Gemäss dem Hauptpatent wird bei einer bevorzugten Ausführung der staubförmige Stoff einem Trichter aufgegeben und über ein Eintragsrohr in den Weg der durch die Rohre strömenden Gase eingeführt. Der staubförmige Stoff wird von dem im Rohr aufsteigenden Gasstrom mitgerissen und in einem nachgeschalteten Abscheider ausgeschieden. Von hier aus wird der Stoff erneut einem mit Abstand darunter angeordneten Rohr, welches seinerseits wiederum in einen Staubabscheider mündet, aufgegeben.
So durchläuft der staubförmige Stoff kontinuierlich mehrere Abscheider, bis es erhitzt und von den Abgasen getrennt über eine Rohrleitung dem Drehrohrofen zugeführt wird. Hierbei besteht, abhängig von der Beschaffenheit des Stoffes, die Gefahr, dass .es an den inneren Rohrwänden der Abgasrohre, vor allem an den Rohrkrümmungen, zu unerwünschten Staubablagerungen und Anbackungen kommt, die von Zeit zu Zeit entfernt werden müssen. Zur leichteren Reinigung von Staubablagerungen und Anbackungen an den inneren Rohrwänden wurden die Abgasrohre gemäss der Erfindung des Hauptpatentes mit einem quadratischen oder rechteckigen Querschnitt ausgeführt.
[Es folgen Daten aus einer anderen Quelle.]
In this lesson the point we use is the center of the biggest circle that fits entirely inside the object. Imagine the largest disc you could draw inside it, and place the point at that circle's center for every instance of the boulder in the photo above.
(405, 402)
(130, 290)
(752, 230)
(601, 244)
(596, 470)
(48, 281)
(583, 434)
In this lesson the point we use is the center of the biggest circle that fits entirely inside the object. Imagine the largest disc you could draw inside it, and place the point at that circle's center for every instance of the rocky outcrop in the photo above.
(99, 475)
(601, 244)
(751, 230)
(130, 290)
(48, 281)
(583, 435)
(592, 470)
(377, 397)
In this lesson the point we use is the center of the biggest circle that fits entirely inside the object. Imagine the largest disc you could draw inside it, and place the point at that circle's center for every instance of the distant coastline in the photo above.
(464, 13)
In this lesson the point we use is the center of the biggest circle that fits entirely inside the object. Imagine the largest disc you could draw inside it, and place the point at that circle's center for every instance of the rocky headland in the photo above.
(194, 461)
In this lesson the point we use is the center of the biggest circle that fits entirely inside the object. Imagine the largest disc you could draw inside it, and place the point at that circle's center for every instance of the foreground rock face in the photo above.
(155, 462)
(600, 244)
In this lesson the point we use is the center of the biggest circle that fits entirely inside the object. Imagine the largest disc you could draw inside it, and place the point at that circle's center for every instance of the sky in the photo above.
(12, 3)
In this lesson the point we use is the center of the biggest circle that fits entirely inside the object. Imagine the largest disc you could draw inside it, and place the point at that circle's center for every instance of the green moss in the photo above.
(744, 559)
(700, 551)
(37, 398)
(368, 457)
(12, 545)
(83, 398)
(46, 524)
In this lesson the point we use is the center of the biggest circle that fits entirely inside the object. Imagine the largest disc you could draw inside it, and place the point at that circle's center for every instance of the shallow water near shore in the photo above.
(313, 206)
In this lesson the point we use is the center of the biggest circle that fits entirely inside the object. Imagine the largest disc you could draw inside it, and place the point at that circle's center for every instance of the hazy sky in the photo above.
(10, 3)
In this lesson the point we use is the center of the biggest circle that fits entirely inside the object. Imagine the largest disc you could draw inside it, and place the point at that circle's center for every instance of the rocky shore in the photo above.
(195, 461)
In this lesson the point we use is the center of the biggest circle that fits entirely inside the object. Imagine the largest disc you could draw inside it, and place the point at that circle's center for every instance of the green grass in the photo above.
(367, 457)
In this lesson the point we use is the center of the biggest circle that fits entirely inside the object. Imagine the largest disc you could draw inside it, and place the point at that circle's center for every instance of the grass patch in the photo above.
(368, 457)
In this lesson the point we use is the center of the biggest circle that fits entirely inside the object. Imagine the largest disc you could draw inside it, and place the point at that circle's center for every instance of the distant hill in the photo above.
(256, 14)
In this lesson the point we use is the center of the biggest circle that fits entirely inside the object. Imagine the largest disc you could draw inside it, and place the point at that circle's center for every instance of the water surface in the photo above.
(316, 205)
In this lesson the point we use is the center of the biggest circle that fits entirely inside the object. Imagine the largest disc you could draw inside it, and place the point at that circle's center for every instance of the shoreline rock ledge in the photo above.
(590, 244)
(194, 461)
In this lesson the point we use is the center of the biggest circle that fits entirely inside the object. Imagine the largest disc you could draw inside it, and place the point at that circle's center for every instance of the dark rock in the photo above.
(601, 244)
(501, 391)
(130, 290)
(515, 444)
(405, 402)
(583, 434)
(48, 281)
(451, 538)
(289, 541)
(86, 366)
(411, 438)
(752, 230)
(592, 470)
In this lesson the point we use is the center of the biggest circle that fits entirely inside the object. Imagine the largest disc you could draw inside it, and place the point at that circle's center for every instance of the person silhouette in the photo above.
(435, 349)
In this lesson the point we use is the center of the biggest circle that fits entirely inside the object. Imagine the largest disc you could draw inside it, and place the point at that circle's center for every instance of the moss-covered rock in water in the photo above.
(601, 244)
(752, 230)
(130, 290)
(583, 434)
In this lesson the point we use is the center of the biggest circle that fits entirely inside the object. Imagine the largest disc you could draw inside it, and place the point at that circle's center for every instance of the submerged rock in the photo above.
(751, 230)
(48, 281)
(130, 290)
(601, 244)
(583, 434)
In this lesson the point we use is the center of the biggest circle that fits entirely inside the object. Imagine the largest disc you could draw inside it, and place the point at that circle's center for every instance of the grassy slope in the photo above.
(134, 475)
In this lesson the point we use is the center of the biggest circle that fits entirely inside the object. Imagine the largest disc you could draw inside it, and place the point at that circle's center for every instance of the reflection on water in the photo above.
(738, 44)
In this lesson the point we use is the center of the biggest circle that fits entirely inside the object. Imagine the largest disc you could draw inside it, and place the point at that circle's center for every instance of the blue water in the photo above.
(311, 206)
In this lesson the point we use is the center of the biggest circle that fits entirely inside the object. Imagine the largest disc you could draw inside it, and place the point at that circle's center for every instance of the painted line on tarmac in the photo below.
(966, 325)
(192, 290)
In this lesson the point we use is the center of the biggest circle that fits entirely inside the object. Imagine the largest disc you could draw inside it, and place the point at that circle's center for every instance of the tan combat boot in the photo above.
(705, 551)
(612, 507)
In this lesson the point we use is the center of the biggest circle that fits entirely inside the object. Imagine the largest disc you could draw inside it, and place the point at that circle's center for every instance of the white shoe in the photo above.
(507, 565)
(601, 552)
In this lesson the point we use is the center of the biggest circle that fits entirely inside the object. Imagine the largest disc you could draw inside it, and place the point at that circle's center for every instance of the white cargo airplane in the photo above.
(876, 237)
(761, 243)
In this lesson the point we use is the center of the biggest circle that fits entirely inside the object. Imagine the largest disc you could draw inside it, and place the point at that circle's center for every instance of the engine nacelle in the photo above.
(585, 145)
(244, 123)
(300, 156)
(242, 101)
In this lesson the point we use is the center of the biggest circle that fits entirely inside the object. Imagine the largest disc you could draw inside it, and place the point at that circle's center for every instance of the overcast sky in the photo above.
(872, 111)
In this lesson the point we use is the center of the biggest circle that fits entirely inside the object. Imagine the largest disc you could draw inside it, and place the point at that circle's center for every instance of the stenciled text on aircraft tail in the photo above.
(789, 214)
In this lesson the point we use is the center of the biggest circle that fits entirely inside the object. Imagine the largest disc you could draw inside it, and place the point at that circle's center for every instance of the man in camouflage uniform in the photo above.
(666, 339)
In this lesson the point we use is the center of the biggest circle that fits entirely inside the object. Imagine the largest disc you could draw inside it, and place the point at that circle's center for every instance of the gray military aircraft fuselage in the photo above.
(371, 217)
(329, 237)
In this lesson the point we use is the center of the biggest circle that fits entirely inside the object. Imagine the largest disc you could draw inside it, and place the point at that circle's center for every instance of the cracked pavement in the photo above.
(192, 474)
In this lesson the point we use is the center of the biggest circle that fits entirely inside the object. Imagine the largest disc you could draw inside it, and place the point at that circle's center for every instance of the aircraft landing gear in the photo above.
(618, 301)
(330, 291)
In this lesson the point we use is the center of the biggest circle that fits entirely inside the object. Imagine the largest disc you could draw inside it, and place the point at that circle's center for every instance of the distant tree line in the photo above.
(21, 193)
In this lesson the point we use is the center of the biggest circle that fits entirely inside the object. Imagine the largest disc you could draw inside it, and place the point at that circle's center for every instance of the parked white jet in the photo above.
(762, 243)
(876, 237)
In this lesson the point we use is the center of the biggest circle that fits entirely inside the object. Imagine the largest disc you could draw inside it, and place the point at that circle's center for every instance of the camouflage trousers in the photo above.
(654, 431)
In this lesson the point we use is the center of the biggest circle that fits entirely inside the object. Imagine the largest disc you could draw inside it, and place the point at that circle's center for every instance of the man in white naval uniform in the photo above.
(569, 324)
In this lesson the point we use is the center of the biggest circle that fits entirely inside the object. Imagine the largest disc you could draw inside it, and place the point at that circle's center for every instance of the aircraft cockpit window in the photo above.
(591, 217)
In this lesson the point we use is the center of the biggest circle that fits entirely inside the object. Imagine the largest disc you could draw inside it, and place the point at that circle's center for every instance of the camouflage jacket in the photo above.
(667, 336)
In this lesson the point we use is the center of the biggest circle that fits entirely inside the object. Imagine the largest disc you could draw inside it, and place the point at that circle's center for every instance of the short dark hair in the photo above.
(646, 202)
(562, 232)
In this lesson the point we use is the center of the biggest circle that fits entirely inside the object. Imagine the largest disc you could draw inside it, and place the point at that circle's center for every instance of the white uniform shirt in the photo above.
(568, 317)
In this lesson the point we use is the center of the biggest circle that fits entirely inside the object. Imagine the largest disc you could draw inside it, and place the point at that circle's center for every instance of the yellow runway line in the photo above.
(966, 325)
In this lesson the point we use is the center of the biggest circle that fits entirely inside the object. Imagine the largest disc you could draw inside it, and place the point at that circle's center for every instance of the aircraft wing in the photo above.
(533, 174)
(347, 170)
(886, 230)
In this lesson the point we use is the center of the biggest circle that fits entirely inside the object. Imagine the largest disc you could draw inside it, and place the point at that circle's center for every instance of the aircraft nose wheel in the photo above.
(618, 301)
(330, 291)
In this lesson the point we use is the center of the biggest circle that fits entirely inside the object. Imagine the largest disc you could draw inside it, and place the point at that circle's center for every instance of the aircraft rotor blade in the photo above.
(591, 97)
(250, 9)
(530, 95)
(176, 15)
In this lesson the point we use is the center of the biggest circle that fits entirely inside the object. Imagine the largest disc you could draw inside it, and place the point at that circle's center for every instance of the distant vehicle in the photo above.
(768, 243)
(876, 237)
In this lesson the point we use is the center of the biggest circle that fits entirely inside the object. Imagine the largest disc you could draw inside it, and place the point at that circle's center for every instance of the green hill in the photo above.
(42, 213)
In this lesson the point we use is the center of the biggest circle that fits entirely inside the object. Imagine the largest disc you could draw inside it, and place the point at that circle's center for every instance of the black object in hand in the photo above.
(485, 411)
Derartige Abgasrohre haben sich in der Praxis zwar gut bewährt, aber es zeigte sich, dass insbesondere bei einer Vergrösserung der Rohrquerschnitte Schwierigkeiten in bezug auf die Anbringung der feuerfesten Auskleidung an den Dek- ken der Rohrkrümmer und auch bei der Reinigung von Anbackungen an den Rohrwänden infolge der Notwendigkeit der Verwendung sehr langer Reinigungsstangen auftreten. Diese Schwierigkeiten kön- nen zwar technisch beherrscht werden, z. B. durch Erhöhung der Zahl der Befestigungspunkte der feuerfesten Auskleidung, durch Erhöhung der Zahl der Reinigungsöffnungen usw.
Zweck der Erfindung ist die Schaffung einer einfacheren, für den Bau und die Instandhaltung der Wärmetauschersysteme zweckmässigeren Lösung.
Gemäss der Erfindung werden die erwähnten Schwierigkeiten dadurch behoben und die bekannte Vorrichtung dahingehend vorteilhaft verbessert, dass die Querschnitte der Abzugsrohre mit mehr als vier Ecken, vorzugsweise als regelmässiges Sechseck, ausgebildet sind.
Durch die erfindungsgemässe Ausbildung der Abzugrohre wird in vorteilhafter Weise erreicht, dass trotz Querschnittsvergrösserung der Rohre ihre Kan- tenlängen klein, vorzugsweise kürzer als 2 m, ausgeführt werden können. Daraus ergibt sich vor allem der Vorteil, dass eine Auskleidung der Rohre mit feuerfesten Stoffen, insbesondere an den Decken der Rohrkrümmer, ohne Schwierigkeit vorgenommen werden kann. Auch kann die Reinigung infolge der geringeren Kantenlängen erheblich vereinfacht werden.
In der beiliegenden Zeichnung ist in Fig. 1 eine Gesamtansicht einer Vorrichtung zum Erhitzen von Zementrohmehl dargestellt, und in Fig. 2 eine beispielsweise Ausführungsform eines Abgasrohres gemäss der Erfindung im Längsschnitt, und in Fig. 3 ein Querschnitt nach der Linie A-B in Fig. 2.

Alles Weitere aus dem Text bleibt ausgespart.